To suggest that this vast swathe of the New Zealand population possesses neither the capacity, nor the inclination, to participate in any plan for getting their country through the most serious economic crisis since the 1930s is as outrageous as it is condescending.

And, just so there’s no mistake, Steve: Yes, I do support a rise in the minimum wage for low-paid workers. And yes, I do believe that families dependent on the domestic purposes benefit deserve a substantial lift in their weekly income. It might also be a good idea for the National-led Government to offer temporary tax relief to this country’s tens of thousands of small, family-owned and run businesses. It should also embark on a massive state house construction programme, and reverse its decision to halt the insulation of old/cold homes. I’m also in favour of a substantial increase in the top marginal tax rate for persons earning over $100,000.

These are all measures any self-respecting social-democrat would be proud to support, and the NZ Labour Party has already suggested most of them. It’s what we mean when we talk about ensuring "equality of sacrifice".
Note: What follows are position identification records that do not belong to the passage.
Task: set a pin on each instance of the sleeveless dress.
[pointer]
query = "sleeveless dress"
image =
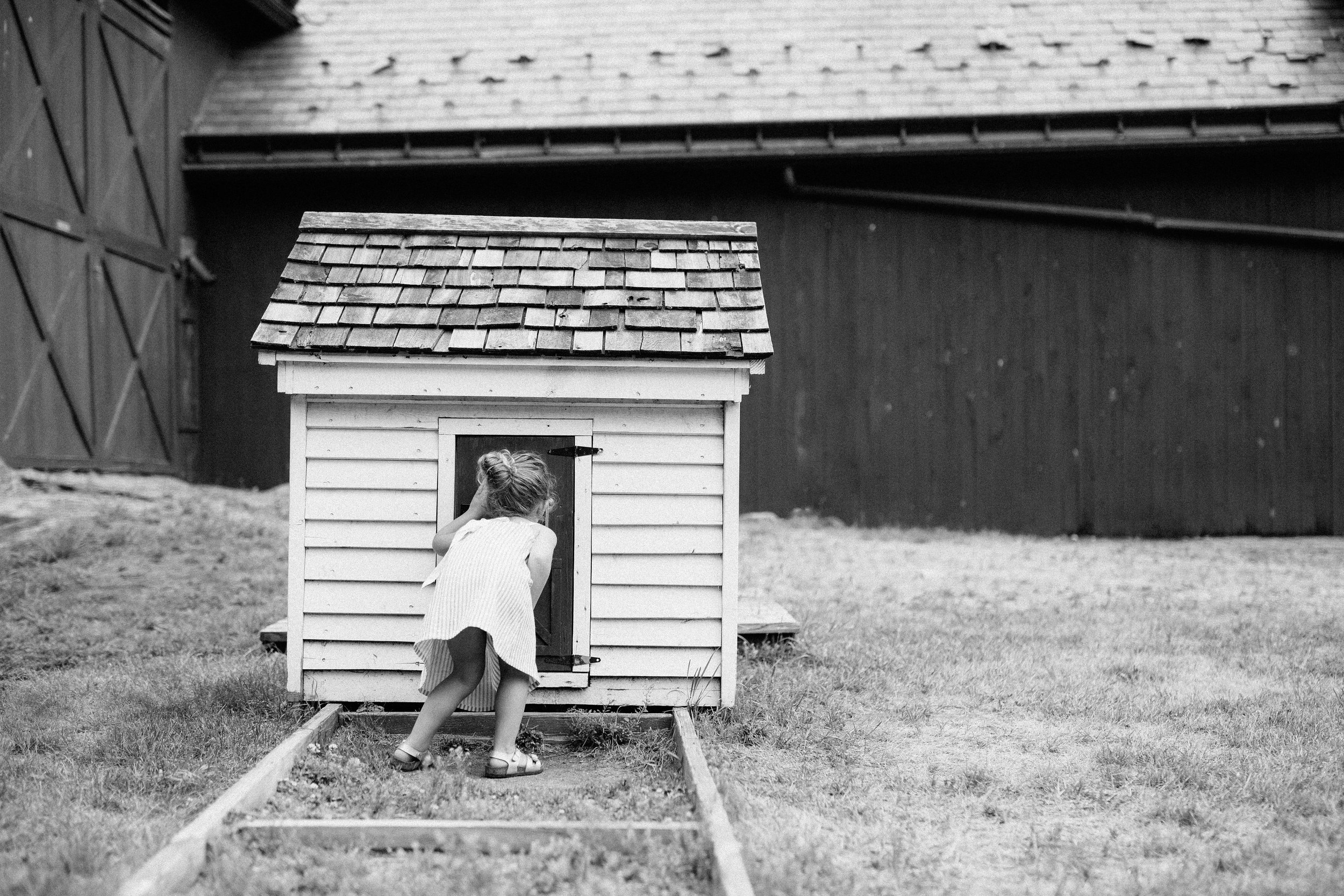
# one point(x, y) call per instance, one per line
point(483, 582)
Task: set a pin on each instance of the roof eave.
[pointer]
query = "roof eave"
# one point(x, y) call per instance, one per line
point(1128, 130)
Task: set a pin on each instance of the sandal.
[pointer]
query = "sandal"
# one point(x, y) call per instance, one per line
point(520, 763)
point(420, 759)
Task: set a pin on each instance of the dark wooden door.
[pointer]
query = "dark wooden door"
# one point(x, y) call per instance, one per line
point(554, 613)
point(87, 291)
Because, believe me Steve, if the New Zealand working class is not encouraged to become a leading actor in the unfolding economic drama, then the only role it is likely to be assigned is that of victim.

2 comments:

Steve Withers said...

Completely agree with your last para in particular. The lesson of history - recent and not so recent - is that the folks who don't pay attention end up roadkill on the highway of life. Not just not driving.....but driven over.

rouppe said...

I also broadly support the thrust of this message.

I did find one sentence curious. That "utterly impoverishing these groups..." then "transforms them into members of the working class..." suggests that the working class are all impoverished. Which I dispute.
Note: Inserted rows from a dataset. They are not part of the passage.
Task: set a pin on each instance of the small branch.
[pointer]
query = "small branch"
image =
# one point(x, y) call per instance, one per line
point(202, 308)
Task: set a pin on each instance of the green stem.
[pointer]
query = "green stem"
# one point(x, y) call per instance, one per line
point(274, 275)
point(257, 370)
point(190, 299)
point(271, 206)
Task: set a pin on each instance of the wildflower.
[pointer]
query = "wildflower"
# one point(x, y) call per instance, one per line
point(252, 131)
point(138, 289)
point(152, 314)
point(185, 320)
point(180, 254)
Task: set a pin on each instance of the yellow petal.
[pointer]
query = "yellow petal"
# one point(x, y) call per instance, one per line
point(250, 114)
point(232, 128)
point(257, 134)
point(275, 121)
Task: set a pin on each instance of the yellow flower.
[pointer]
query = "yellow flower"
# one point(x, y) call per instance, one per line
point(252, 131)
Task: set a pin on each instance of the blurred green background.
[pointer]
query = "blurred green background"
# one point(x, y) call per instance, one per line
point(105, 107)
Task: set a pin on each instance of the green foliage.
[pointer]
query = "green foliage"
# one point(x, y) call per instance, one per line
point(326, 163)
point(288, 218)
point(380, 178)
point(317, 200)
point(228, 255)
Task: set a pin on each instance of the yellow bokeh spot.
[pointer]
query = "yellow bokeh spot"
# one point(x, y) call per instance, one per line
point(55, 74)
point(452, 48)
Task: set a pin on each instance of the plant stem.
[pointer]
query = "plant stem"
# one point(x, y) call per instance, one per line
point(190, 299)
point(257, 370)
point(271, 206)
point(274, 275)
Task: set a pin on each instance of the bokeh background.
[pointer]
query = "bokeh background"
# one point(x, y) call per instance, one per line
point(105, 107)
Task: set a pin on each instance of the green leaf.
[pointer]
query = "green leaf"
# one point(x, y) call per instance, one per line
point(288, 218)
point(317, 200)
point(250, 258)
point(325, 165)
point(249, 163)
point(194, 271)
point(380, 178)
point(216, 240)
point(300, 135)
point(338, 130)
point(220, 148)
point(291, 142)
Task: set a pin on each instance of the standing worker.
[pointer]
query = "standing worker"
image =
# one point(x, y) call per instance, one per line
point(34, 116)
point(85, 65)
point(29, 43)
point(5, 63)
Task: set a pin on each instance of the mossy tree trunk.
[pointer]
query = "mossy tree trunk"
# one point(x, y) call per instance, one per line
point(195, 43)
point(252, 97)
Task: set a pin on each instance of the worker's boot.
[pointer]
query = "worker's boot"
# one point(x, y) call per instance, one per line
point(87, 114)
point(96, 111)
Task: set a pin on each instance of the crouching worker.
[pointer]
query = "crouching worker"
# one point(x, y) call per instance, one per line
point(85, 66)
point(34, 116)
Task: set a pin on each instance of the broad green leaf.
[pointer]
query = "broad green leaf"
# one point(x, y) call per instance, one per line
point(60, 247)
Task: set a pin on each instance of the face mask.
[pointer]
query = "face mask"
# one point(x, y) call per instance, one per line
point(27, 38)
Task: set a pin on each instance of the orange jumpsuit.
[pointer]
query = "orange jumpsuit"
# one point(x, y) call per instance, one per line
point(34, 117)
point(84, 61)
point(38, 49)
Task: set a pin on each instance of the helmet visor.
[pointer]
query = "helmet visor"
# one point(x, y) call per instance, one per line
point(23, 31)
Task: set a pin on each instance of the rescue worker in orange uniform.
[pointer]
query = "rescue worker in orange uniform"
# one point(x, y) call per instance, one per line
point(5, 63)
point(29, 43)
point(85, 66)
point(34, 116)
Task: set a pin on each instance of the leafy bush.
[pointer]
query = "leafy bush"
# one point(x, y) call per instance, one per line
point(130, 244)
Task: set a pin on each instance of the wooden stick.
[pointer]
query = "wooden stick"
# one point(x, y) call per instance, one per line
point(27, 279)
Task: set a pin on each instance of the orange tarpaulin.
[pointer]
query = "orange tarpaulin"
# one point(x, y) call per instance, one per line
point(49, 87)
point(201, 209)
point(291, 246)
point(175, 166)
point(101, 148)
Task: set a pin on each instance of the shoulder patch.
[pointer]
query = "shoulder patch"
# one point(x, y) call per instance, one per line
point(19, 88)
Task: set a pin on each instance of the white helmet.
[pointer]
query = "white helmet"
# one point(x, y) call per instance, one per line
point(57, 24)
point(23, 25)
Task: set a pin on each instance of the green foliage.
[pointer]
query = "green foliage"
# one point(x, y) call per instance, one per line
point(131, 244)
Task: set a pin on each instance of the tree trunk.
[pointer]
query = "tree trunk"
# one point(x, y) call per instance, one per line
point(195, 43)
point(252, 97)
I have always worked for someone else and am thus "working class". But I also earn over $100,000 (once you take workplace super into account) so am one who Steve presumably feels has caused others to be on the breadline. Rubbish.

The fact is that "working class" covers those on under the minimum wage through to those earning in the hundreds of thousands.

Am I hurting now? No. Could I lose my job? Yes. Would I be screwed then? Pretty much.

I'm tired of ones "place" in the class system (a system that doesn't actually exist in NZ to any great degree) being determined by income as silly as $100,000.

The real power rests with those that employ others in large numbers, because they have the cashflow to work the court systems, and the political push by virtue of weight of numbers employed with which to threaten the country. You need to be considering entities (natural persons and organisations) that have income in the millions when looking for people to share the pain.

Is it reasonable for banks to be making billion dollar profits at a time like this? No. Halving that to the benefit of both borrowers and savers would make a real difference in weathering the storm. Same goes for the energy conglomerates here. Electricity is something we all need. Some real pain can be shared there in order to ease the pain for many many others in the coming winter.